September 9, 2012

Babble On #22: "Babylon Squared"

Babylon 4, which vanished into thin air several years earlier, suddenly reappears in a nearby sector to Babylon 5. When Sinclair leads a team to investigate and lead an evacuation, he finds a station about to get dragged thousands of years into the past - and a mysterious alien who wants it to happen.

"Babylon Squared" is a crucial episode for Babylon 5's developing story arc. I remember it being one of my favourite Season 1 episodes the first time around, and while a rewatch has lessened my appreciation of it a little bit, I think that loss of appreciation comes from having seen future episodes of the series rather than a fault in the episode itself.

The first time around the episode was a bizarre mystery, suggesting future events and cataclysmic disasters awaiting Sinclair. The second time around, and having seen the other end of this story (Season 3's "War Without End") it feels like Season 1 is accidentally stepping into Season 3 before backing away apologetically. The episode is all set-up with very little in the way of resolution - for now, at any rate. It is still a pretty impressive achievement: the first half of a time travel episode separated from the second by a gap of two years. I don't think there's been anything in SF television either before or since.

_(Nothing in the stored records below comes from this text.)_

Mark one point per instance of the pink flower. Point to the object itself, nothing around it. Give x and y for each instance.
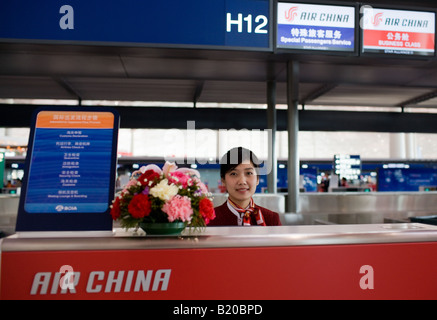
(179, 178)
(178, 208)
(206, 209)
(169, 167)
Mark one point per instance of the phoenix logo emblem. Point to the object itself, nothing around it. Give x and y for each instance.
(291, 13)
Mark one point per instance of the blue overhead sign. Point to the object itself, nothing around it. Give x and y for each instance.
(242, 24)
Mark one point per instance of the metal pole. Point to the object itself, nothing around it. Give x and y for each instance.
(293, 132)
(272, 177)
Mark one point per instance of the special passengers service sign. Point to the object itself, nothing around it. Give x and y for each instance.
(398, 32)
(316, 27)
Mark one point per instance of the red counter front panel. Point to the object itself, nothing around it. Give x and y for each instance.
(380, 271)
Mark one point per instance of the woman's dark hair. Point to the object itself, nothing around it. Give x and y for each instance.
(235, 157)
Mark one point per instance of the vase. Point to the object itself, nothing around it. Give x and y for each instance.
(163, 229)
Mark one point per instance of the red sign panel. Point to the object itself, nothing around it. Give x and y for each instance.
(398, 31)
(381, 271)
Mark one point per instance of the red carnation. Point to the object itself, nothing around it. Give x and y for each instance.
(115, 209)
(140, 206)
(148, 176)
(206, 209)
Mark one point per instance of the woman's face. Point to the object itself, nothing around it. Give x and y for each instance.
(241, 183)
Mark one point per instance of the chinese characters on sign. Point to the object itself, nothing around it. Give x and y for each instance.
(71, 163)
(398, 32)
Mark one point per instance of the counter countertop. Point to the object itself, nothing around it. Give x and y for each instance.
(226, 237)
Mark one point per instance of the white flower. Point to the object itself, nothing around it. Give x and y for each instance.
(164, 191)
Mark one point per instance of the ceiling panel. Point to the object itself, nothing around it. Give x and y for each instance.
(352, 95)
(20, 87)
(133, 89)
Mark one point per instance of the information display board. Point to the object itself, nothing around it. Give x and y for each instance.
(347, 166)
(241, 24)
(70, 175)
(316, 27)
(2, 169)
(398, 32)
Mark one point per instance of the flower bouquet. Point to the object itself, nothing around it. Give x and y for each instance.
(163, 201)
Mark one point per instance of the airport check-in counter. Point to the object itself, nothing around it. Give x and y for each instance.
(378, 261)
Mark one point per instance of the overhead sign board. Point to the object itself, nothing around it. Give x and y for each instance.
(70, 174)
(398, 31)
(242, 24)
(315, 27)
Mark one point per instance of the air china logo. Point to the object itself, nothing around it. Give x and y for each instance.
(291, 13)
(377, 19)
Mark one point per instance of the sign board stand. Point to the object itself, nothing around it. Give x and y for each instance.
(69, 181)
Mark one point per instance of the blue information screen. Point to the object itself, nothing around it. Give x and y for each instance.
(70, 177)
(223, 23)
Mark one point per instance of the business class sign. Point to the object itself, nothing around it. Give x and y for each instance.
(316, 27)
(398, 32)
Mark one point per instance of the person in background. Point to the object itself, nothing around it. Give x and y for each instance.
(239, 169)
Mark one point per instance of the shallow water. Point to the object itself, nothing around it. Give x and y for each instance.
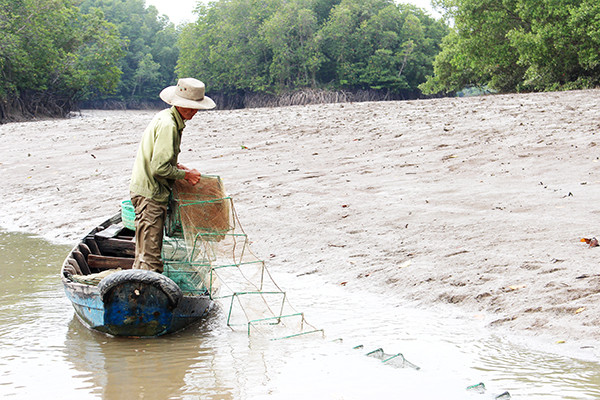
(46, 353)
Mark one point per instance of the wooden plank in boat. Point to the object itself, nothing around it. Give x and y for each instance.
(116, 247)
(106, 262)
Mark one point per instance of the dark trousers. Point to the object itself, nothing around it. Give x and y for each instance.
(149, 225)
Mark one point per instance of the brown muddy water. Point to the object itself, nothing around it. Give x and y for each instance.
(45, 353)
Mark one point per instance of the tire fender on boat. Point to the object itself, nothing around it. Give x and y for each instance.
(144, 277)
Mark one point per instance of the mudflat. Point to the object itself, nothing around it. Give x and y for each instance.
(479, 204)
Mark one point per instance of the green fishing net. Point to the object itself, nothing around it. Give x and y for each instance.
(206, 251)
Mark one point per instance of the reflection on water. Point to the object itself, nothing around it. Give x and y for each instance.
(46, 353)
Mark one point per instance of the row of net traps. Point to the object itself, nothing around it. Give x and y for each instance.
(206, 251)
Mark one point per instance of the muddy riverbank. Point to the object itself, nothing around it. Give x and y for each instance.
(477, 203)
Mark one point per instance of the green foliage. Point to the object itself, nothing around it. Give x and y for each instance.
(149, 44)
(49, 47)
(276, 45)
(519, 45)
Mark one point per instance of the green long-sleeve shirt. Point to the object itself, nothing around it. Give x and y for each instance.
(155, 167)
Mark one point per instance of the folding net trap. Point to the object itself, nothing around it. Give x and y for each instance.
(206, 251)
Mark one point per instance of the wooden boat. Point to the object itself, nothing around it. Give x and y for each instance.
(110, 297)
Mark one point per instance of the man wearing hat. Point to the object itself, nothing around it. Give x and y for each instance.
(156, 168)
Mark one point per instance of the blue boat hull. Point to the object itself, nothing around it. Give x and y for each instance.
(127, 302)
(150, 316)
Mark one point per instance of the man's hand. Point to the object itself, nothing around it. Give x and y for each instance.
(192, 176)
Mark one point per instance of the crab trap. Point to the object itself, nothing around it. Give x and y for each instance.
(206, 251)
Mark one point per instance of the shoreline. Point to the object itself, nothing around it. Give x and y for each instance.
(477, 203)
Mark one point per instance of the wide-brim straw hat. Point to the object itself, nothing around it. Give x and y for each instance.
(189, 93)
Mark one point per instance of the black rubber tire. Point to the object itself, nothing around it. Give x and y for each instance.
(170, 288)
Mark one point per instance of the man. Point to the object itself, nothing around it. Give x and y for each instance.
(156, 168)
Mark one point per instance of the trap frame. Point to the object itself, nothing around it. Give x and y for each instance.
(206, 251)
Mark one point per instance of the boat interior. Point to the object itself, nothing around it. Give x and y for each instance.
(107, 247)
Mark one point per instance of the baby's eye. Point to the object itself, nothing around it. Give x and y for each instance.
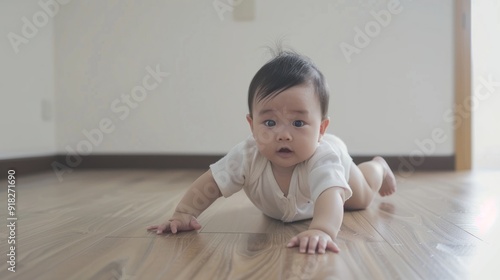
(298, 123)
(269, 123)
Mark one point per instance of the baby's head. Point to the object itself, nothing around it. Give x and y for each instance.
(288, 107)
(287, 69)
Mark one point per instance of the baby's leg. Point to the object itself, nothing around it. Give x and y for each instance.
(368, 178)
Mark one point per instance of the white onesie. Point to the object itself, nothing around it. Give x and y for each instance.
(245, 168)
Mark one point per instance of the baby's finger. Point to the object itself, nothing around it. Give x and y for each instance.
(293, 242)
(161, 228)
(322, 246)
(303, 244)
(152, 227)
(330, 245)
(194, 223)
(174, 226)
(313, 243)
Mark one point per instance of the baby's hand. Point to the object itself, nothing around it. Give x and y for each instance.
(312, 241)
(178, 222)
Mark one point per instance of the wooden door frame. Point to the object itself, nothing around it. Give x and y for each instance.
(463, 85)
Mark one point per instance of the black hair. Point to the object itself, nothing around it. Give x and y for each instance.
(285, 70)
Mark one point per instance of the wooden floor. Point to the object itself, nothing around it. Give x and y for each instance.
(92, 226)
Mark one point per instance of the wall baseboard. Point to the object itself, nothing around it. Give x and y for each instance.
(112, 161)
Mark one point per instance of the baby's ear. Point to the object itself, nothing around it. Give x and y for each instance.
(323, 126)
(250, 121)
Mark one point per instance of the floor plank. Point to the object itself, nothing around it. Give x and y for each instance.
(91, 225)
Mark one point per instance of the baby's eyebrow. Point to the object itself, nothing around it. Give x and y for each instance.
(300, 112)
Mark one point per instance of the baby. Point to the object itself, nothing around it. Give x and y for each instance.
(290, 168)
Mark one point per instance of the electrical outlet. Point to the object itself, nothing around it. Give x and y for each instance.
(47, 113)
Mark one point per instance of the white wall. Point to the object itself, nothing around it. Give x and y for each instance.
(486, 84)
(392, 93)
(27, 82)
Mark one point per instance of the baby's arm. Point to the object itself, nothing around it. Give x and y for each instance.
(200, 195)
(325, 225)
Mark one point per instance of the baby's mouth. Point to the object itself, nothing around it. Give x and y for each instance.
(285, 150)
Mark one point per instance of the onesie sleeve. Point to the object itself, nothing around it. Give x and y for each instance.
(326, 171)
(231, 172)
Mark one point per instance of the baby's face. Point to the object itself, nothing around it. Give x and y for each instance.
(288, 127)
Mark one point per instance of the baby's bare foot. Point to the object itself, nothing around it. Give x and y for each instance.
(389, 183)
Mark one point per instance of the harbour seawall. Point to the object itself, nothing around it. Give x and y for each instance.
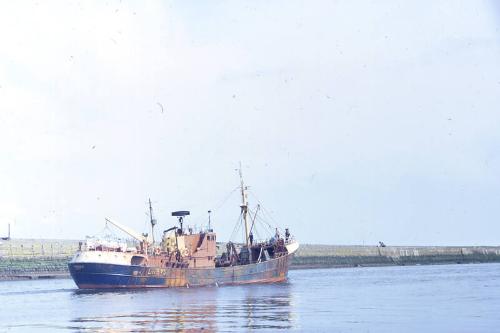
(35, 258)
(317, 256)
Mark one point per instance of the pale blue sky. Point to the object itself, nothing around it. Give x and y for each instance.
(356, 121)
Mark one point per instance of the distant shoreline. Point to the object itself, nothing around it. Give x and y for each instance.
(45, 259)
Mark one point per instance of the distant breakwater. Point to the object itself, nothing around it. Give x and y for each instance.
(37, 258)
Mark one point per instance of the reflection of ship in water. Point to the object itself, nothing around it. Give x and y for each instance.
(209, 310)
(184, 258)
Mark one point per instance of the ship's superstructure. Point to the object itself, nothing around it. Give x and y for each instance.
(183, 258)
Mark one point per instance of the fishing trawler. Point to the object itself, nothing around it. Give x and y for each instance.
(183, 258)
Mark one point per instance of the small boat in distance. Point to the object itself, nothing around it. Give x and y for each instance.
(183, 258)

The episode also boasts some wonderfully moments between the regulars, such as Sinclair and Garibaldi playing pranks on Ivanova during breakfast and Garibaldi and Sinclair's surreal "button then zip or zip then button" conversation. It's completely out of place to the gravity of the rest of the episode, but makes the characters feel wonderfully human for a change.

I'm not sure if I've mentioned this yet or not. One of the things that's continued to strike me watching Season 1 a second time is how badly I misjudged Michael O'Hare the first time around. His performance as Jeffrey Sinclair is understated and measured where I used to think it was flat and wooden. He's a very thoughtful actor, and is adding a lot of depth to what is often a relatively thinly written role.

Of course they can't all be winners: guest star Kent Broadhurst is bizarrely over-the-top as Major Krantz, the Earth Alliance commander of Babylon 4. In an episode full of unexpectedly realistic performances from the regular cast he stands out like a sore thumb. More enjoyable is Tim Choate as the alien Zathras - he gives the character just enough tics and oddities to be strange but not irritating.

Meanwhile Delenn's personal story arc advances with a meeting with the mysterious Grey Council, and her receipt of the "triluminary". These episodes got broadcast out of order, which explains why she already had the triluminary a few episodes ago. Maybe she already had one, and is just being polite when receiving a second this week.

That's nine good episodes out of 20, or 45%. The season is really firming up after a shaky middle third.